A year ago, on Friday 19 April 2024, Trinity College announced the discovery of a letter about Lord Byron’s notorious memoirs, written the year before he died and his memoirs destroyed.

Byron died on 19 April 1824 in Missolonghi while supporting the Greek fight for independence from the Ottoman Empire.

The statue by Thorvaldsen in Trinity’s Wren Library. Photo: Trinity College Cambridge.

Elizabeth Palgrave’s letter of 1823 to her father describes her shock and horror at the poet’s treatment of his wife and his mockery of her family and neighbours ‘mentioned by name & classed in the wittiest but most cruel manner.’

Discovered by Wren Library archivist Adam Green in the papers of Elizabeth’s father, the banker Dawson Turner, the letter attracted national and international media coverage, including by the BBC.

As the bicentenary year of the poet’s death ends, here is a reminder of recordings and publications from Trinity’s Byron Festival.

Actor & alumnus Pip Torrens prepares for the Byrothon.

You can watch parts of The Byrothon – a 24-hour reading of Byron’s works by students, staff, Fellows and alumni in the College’s Antechapel.

The Byrothon’s opening session, features actor and alumnus Pip Torrens.

The ‘Byrencore’ features the highlights of the Byrothon.

Two of poet’s most well-known works are also available: When We Two Parted and The Destruction of Sennacherib.

Emeritus Professor Adrian Poole, co-organiser of the Byron Festival at Trinity, is editor of Byron and Trinity: Memorials, Marbles and Ruins, which is free to download from Open Book Publishers.

Dr Anne Toner, co-organiser of the Byron Festival, is editing, with Dr Marc Gotthardt and Dr Dan Sperrin, a publication of academic papers and new poems, Byron Now: Bicentenary Perspectives.
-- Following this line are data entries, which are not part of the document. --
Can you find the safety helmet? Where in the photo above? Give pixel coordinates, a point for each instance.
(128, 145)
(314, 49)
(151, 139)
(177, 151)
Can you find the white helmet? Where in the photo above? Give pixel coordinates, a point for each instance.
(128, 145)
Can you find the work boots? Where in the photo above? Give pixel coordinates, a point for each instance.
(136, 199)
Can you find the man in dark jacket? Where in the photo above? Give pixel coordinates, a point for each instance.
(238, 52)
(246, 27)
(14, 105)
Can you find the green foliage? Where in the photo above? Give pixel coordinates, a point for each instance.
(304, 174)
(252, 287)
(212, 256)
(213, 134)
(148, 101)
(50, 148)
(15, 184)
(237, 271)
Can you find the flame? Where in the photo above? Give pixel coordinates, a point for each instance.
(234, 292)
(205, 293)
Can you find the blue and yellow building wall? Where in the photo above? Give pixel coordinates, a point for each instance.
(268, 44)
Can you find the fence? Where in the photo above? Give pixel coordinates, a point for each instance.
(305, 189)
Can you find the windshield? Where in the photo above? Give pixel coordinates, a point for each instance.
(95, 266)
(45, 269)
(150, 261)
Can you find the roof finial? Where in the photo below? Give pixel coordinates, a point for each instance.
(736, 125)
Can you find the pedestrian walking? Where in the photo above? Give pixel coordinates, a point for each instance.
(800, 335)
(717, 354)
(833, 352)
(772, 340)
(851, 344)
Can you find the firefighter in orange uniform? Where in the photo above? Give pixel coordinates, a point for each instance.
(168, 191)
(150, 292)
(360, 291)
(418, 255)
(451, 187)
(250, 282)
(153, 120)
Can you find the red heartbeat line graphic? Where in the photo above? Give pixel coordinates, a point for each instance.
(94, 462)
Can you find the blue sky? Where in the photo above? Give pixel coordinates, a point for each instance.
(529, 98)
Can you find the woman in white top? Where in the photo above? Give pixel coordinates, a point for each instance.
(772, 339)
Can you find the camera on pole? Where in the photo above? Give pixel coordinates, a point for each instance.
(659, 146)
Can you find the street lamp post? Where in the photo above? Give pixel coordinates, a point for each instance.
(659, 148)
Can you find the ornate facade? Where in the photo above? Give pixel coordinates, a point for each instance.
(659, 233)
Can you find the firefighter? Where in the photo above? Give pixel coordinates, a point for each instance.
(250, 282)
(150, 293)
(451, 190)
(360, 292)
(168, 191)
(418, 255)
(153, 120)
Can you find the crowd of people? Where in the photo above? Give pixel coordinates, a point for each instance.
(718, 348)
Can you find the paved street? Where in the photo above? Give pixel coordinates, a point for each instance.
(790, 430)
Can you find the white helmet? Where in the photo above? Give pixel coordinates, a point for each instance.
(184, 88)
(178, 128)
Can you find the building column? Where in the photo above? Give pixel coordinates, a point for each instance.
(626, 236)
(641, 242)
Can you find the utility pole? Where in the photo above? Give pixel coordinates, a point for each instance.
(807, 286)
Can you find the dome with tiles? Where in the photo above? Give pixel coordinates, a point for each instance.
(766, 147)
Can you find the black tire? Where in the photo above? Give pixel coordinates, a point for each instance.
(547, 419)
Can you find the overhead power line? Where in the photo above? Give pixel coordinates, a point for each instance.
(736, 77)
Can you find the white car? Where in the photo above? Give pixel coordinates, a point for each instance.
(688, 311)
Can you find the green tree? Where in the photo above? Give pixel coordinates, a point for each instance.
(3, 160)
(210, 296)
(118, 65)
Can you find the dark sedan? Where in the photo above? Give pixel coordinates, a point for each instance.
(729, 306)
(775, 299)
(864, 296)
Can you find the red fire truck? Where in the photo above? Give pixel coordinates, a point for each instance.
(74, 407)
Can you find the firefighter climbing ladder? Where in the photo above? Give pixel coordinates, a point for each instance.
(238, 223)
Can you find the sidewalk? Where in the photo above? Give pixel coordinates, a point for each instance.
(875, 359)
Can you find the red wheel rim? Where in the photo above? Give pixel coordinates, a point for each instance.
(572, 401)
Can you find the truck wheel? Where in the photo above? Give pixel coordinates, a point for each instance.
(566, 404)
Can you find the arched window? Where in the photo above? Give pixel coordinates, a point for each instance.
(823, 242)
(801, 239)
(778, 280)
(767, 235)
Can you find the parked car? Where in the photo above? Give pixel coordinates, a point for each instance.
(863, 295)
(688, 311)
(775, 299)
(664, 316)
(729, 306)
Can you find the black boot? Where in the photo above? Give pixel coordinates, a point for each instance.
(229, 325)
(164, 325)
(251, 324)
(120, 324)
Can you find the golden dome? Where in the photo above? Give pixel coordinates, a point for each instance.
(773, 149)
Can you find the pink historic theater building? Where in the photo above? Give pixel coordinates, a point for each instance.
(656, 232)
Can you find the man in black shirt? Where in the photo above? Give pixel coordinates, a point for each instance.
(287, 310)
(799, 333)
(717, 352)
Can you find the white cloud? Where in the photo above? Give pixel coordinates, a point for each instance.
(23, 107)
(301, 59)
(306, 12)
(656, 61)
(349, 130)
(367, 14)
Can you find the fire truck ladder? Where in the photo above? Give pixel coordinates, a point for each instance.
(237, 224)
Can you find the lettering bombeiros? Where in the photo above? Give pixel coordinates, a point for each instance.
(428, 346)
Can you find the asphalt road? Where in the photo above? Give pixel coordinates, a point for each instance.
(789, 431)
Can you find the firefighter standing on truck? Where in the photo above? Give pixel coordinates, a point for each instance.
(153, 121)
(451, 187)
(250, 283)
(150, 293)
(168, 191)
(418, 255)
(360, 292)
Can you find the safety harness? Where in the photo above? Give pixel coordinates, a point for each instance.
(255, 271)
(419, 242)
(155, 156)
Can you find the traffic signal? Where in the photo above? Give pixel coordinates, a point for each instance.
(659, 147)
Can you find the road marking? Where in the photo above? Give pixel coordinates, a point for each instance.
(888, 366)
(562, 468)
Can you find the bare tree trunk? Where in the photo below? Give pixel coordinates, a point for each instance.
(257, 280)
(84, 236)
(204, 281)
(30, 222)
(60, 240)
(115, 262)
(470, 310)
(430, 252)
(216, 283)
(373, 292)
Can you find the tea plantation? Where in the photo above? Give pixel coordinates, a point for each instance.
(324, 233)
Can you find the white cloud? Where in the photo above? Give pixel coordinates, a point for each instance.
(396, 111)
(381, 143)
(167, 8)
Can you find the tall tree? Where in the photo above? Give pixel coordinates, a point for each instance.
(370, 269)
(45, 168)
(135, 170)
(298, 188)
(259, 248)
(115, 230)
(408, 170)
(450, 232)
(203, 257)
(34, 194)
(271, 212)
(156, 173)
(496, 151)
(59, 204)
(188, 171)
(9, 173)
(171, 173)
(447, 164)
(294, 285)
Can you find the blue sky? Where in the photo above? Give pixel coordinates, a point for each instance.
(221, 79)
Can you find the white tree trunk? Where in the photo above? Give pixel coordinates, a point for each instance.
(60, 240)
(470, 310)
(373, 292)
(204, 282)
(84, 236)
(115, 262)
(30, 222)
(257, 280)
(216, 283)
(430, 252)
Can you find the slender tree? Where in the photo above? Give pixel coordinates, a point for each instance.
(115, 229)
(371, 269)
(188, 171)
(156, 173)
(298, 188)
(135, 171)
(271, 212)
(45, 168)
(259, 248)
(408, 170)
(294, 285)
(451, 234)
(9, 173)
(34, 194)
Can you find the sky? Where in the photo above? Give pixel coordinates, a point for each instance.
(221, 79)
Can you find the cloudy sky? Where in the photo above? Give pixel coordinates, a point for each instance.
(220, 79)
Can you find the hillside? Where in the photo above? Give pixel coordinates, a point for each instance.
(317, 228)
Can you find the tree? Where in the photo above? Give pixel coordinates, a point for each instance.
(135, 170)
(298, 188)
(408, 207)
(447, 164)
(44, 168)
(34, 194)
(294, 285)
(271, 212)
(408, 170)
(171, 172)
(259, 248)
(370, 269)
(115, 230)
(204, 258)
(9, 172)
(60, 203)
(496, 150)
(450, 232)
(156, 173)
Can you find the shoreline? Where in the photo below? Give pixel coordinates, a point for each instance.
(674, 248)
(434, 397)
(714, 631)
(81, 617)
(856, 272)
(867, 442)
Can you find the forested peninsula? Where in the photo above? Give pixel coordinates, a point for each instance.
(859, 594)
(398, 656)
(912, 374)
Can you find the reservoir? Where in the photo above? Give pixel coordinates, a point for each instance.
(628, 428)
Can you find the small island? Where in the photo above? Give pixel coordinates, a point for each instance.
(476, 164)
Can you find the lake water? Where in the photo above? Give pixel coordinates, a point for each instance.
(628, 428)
This will be published in due course by Open Book Publishers.

Trinity Fellow in Linguistics, Professor Napoleon Katsos, convened an event, under the auspices of the Cambridge Centre for Greek Studies, exploring Byron’s contribution to the foundation of the modern Greek state and his legacy in Greek literature and the arts. Professor Katsos also organised the bicentenary wreath laying by a Greek delegation at Byron’s statue in the Wren Library .

Meanwhile Trinity College contributed to the Byron Society’s fund to raise money to move the poet’s Grade II listed memorial from what is now a traffic island on Park Lane to a location near Hyde Park’s Victoria Gate.

The Byron Society has received a National Lottery Heritage Fund award for the relocation, which will take place in 2026.

An impression of the memorial after it is relocated. Image: Donald Insall Associates/The Byron Society

Byron is famous for many things: in Cambridge he is most well-known for keeping a pet bear at Trinity. One aim of Trinity’s Byron Festival was to encourage awareness of the breadth and vitality of Byron’s  writing – as Professor Poole says, ‘there is definitely more to Byron than his bear.’

‘Bringing to life his work as part of the bicentenary commemoration has been a privilege. I hope that readers will continue to engage with his inspiring and provocative work for years to come,’ he said.